Too bad the layout didn't measure up to your refined standards... 

Don't ever get old, I have a feeling that people that know you will delight in kicking your walker! 

I say Bravo! to the elderly lady and her walker, at least she was out enjoying life! 

The best 'weapon' I use to get shots is a smile, they smile back and scoot out of the way. 

John


----------



## nkelsey (Jan 4, 2008)

Gee, ever thought of asking the host if you come early to take photos??


----------



## Gary Armitstead (Jan 2, 2008)

Whoa! Somebody had a "bad hair day" for sure.

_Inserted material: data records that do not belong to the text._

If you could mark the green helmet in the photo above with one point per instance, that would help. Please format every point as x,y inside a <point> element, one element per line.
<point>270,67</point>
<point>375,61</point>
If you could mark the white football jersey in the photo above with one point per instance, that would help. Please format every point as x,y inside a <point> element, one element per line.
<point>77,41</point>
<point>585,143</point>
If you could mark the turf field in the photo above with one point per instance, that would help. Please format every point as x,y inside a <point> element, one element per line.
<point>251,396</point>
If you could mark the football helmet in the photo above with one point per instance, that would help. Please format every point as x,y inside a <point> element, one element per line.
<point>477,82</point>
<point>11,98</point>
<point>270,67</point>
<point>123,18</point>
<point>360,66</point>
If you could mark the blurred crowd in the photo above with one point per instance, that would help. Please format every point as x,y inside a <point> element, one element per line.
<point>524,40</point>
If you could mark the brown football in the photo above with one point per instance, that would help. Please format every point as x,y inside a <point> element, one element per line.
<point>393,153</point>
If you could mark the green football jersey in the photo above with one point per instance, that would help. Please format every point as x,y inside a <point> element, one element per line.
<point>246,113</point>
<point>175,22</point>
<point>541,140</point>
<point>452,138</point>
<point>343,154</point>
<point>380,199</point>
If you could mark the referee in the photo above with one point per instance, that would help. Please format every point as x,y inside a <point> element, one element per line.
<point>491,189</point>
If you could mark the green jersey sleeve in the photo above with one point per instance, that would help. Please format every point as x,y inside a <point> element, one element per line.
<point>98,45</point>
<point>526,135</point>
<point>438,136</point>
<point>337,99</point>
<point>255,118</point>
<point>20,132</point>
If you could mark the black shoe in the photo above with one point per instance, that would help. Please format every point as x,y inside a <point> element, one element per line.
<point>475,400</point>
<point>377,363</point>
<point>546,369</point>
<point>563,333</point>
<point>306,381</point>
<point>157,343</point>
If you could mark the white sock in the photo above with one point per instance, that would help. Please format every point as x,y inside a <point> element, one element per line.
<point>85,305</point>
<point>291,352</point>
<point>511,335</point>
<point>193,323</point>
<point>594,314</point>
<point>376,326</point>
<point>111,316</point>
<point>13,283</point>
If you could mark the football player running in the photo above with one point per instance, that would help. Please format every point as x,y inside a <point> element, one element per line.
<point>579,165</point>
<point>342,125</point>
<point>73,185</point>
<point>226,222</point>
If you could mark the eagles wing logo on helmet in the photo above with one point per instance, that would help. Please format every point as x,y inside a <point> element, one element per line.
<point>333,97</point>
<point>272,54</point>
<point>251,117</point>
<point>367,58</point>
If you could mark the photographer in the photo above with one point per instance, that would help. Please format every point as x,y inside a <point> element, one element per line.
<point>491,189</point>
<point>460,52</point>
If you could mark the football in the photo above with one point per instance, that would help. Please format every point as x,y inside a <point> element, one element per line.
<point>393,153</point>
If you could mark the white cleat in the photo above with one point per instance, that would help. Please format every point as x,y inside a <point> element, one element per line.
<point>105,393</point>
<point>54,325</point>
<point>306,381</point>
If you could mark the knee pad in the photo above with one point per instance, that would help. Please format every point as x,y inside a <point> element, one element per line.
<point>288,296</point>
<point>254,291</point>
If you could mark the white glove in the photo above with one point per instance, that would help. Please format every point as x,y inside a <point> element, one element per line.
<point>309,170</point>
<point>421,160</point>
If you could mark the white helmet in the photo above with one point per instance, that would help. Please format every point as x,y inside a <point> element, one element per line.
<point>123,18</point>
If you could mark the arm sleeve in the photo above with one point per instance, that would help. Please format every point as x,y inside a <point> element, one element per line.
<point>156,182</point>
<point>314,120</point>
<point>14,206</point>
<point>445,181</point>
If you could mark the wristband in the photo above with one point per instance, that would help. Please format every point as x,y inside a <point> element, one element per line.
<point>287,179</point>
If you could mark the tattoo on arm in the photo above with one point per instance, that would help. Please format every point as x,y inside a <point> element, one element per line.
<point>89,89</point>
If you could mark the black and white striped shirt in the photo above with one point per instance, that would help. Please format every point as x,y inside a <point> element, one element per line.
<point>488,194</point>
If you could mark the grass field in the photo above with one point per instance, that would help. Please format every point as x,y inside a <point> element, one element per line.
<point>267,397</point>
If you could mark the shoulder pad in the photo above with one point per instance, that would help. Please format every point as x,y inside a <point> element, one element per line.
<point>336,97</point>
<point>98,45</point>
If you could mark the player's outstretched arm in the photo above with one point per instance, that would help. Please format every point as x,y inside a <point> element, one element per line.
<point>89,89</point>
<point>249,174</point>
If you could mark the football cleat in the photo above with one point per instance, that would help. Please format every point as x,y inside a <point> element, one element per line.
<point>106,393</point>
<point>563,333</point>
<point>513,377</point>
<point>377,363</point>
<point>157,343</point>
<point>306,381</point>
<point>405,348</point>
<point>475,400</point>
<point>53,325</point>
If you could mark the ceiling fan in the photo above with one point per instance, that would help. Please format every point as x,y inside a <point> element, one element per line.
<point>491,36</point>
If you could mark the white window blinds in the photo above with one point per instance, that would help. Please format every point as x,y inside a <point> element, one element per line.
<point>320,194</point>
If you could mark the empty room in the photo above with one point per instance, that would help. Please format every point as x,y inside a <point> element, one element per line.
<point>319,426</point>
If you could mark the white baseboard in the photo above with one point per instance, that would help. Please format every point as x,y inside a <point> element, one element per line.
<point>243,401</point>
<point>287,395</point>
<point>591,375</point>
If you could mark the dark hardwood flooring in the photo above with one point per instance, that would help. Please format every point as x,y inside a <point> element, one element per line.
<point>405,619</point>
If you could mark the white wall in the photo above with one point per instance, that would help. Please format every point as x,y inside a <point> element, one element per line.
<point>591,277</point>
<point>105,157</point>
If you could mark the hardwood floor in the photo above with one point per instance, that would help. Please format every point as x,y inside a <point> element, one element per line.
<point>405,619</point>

Must be a heck of a lotta fun at a party.


----------



## East Broad Top (Dec 29, 2007)

I understand that it's cathartic to vent ones frustrations, but you picked a really bad topic. As you've discovered, open houses and magazine-quality photographs are largely mutually exclusive concepts. But the fault doesn't lie with the behavior of those in attendance, it lies in the expectation that their behavior would be different than what it is given the environment. As a host of an open house, I rarely have the time to cater to an individual photographer's request unless there are few people there at that particular moment. If the back yard is full of people, you're on your own to fend for yourself, being cognizant of the environment around you and the realities it brings with it. If you'd like to come back later to get better photographs, by all means I'd be happy to arrange a time for you to do so when I can give you my undivided attention. But during an open house typically ain't it. Too many distractions. 

As the parent of a 2 and 5 year old, I can say with absolute authority that Mickey Mouse himself could be trying to get a photo of a passing train, and they'd be completely oblivious to his presence. Kids that age (and up to around 9 or 10) are typically wired to be completely focused on one thing. If they're following a train around a railroad (and that's precisely what kids that age _do_), they may be the kids of Miss Manners--they're still going to walk in front of anyone and everyone to follow that train. It's not a lack of parenting, it's just kids being kids. They're not miniature adults. Their brains work in very different ways than ours. As adults, we often tend to forget that unless being constantly reminded by it every night when we tell them not to dip their green beans into their milk. (But hey--it works with cookies. Why not let them experiment...) Bad parents? I can also speak with authority when I say that parents often walk on eggshells whenever their kids are within 50 feet of anything breakable--worried about how much it's going to cost to fix whatever it is that will invariably get broken. But--again--we're parents and they're kids. It's our job to nurture them so they _eventually grow into_ adults, not turn them into adults at age 5. They're curious about the world around them and learning as kids learn best--as we learned when we were their age. And I'm positive there were those who complained about how _our_ parents were raising _us_... 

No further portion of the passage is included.